After 23 years of asking questions for a living, I did it live for the first time this September when I moderated a panel for Farm to Crag, highlighting three leaders in the Montana food system.
My friend Kate Rutherford founded the nonprofit in 2019 to empower climbers to support healthy, sustainable food production. The events combine outdoor adventure, farming and outrageously good food. When board member Esther Smith organized a Bozeman event this year, I leaped at the opportunity to convene a panel of folks I’d met through my past reporting.
That night at Little Star Diner, Latrice Tatsey, Tim Seipel and Nathaniel Powell-Palm discussed land and mentorship, both in the panel and a community conversation with the 50+ attendees.
Nate is an organic farmer in the Gallatin Valley and Sheridan, Wyoming, and chair of the USDA National Organic Standards Board. He fished with us that morning, spent six hours that afternoon harvesting at his farm, and reappeared right before the panel, cheeks red from work and sun.
Tim, a plant ecology professor at MSU, joined us midday for lunch and volunteering at Rocky Creek Farm, but not before coaching his 7-year-old’s soccer team, the Lionesses, in a game.

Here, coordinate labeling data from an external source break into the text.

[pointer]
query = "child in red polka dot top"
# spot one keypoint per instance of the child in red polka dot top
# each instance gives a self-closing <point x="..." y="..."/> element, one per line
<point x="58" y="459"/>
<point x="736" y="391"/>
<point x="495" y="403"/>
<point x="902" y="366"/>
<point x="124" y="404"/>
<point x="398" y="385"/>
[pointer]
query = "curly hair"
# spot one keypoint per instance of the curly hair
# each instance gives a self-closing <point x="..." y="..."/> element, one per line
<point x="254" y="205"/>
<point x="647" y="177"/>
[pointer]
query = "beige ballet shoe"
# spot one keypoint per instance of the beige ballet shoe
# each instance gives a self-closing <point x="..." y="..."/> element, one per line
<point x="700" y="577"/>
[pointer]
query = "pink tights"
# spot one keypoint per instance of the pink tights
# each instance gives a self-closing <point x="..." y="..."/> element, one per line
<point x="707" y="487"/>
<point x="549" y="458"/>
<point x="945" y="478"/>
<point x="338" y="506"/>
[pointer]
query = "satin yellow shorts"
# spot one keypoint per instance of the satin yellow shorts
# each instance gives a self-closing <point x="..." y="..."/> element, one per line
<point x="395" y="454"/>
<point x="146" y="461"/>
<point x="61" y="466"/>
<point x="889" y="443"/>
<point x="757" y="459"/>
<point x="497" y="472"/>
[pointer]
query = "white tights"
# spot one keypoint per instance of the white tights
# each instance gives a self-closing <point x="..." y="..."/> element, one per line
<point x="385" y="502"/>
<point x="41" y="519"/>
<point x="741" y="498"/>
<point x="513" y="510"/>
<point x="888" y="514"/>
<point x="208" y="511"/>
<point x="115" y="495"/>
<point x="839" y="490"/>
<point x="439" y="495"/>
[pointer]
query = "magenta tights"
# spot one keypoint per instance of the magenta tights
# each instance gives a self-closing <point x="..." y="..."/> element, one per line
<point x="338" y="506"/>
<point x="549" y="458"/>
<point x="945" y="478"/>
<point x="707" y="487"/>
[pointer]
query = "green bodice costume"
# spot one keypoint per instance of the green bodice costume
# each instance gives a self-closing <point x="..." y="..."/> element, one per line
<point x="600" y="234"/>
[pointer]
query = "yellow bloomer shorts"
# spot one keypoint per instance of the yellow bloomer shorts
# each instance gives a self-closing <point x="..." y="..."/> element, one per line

In addition to his teaching and research, Tim helps organic farmers around Montana innovate weed management through MSU Extension.
Latrice drove five hours from her home in Badger Creek on the Blackfeet Nation to be with us. Formerly the lead of cultural ecology for Piikani Lodge Health Institute’s regenerative grazing initiative, she recently moved to the Natural Resources Conservation Service, part of the USDA, as an American Indian Tribal Liaison. Listening to her talk about teaching her interns to study historic teepee rings to understand wind direction before building snow fences has me sure of one thing: We might learn a lot from the original stewards of this land.
“In our culture, we always give something back before we take,” Latrice said at the end of the panel. “It’s important to remember those relationships are reciprocal. … we view this as Mother Earth, and in that way, it’s taking care [of the land] in the ways you would honor your mother.”
I feel so grateful and honored they came.